Deep Sensory Substitution: Noninvasively Enabling Biological Neural Networks to Receive Input from Artificial Neural Networks
This work addresses the problem of sensory substitution for visually impaired individuals by enabling noninvasive perception of visual data through sound, though it appears incremental as it builds on existing embedding and GAN methods.
The paper tackles the challenge of communicating visual information concisely by developing a technique to sonify images into audio using machine-learned embeddings, and demonstrates that users can accurately classify audio sonifications of faces in human tests.

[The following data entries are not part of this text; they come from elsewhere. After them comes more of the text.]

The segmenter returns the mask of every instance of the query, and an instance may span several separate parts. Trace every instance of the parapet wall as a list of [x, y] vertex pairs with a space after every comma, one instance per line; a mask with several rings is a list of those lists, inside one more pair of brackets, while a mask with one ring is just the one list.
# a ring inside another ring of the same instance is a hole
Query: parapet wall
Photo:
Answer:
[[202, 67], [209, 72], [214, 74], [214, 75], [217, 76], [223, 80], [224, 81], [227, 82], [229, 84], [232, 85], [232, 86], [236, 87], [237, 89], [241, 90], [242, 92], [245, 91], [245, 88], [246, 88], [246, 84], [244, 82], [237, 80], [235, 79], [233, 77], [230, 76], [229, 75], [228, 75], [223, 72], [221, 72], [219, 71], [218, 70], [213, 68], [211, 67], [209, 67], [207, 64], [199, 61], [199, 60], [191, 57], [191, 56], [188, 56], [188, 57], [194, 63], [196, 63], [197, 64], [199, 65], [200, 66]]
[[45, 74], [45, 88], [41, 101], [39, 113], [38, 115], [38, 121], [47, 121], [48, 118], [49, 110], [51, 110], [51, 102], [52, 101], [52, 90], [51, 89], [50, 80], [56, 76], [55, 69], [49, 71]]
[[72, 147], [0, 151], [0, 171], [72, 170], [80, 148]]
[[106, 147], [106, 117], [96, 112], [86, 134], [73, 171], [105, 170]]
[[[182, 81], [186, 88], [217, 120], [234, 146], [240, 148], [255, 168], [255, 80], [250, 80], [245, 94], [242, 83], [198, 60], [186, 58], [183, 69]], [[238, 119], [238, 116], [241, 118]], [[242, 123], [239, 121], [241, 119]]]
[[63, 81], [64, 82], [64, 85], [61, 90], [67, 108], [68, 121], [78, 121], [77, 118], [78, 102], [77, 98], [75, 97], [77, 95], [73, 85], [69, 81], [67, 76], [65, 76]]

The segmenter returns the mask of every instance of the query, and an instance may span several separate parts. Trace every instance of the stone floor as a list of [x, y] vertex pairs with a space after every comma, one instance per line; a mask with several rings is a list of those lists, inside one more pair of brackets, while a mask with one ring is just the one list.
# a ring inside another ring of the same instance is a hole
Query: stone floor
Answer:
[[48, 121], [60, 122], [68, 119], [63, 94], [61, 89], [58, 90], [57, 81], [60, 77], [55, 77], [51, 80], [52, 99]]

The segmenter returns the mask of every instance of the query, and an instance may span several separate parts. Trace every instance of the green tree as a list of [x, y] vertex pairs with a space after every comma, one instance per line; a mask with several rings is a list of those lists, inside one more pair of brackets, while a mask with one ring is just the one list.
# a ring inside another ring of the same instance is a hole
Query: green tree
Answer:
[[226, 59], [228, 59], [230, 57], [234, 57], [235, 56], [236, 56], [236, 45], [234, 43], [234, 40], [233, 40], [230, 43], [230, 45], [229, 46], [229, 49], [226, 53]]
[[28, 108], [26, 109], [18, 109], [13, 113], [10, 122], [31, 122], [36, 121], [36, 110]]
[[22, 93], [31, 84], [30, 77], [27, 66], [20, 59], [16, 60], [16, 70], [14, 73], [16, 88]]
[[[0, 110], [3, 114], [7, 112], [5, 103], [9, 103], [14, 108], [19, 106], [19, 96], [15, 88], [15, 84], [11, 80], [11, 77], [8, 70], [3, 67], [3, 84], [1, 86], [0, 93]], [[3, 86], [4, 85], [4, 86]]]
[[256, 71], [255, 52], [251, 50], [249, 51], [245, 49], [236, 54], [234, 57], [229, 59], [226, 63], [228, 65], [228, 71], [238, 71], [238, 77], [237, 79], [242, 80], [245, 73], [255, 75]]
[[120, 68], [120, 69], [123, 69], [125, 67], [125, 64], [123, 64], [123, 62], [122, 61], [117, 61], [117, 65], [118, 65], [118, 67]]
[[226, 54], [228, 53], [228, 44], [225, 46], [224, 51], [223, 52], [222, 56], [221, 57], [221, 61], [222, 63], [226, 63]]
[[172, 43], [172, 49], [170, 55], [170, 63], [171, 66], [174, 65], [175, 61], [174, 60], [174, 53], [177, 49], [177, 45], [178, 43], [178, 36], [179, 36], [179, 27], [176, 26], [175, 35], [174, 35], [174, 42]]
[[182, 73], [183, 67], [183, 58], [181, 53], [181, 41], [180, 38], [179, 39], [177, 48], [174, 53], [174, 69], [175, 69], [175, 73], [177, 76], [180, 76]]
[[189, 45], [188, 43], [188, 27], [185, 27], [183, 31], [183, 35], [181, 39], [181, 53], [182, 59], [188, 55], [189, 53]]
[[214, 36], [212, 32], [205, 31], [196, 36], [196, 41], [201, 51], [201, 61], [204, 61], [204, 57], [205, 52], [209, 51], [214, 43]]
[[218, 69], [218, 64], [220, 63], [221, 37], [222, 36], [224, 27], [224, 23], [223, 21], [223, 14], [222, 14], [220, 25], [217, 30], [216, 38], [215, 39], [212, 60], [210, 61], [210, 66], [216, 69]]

As is expressed in the adage "a picture is worth a thousand words", when using spoken language to communicate visual information, brevity can be a challenge. This work describes a novel technique for leveraging machine-learned feature embeddings to sonify visual (and other types of) information into a perceptual audio domain, allowing users to perceive this information using only their aural faculty. The system uses a pretrained image embedding network to extract visual features and embed them in a compact subset of Euclidean space -- this converts the images into feature vectors whose $L^2$ distances can be used as a meaningful measure of similarity. A generative adversarial network (GAN) is then used to find a distance preserving map from this metric space of feature vectors into the metric space defined by a target audio dataset equipped with either the Euclidean metric or a mel-frequency cepstrum-based psychoacoustic distance metric. We demonstrate this technique by sonifying images of faces into human speech-like audio. For both target audio metrics, the GAN successfully found a metric preserving mapping, and in human subject tests, users were able to accurately classify audio sonifications of faces.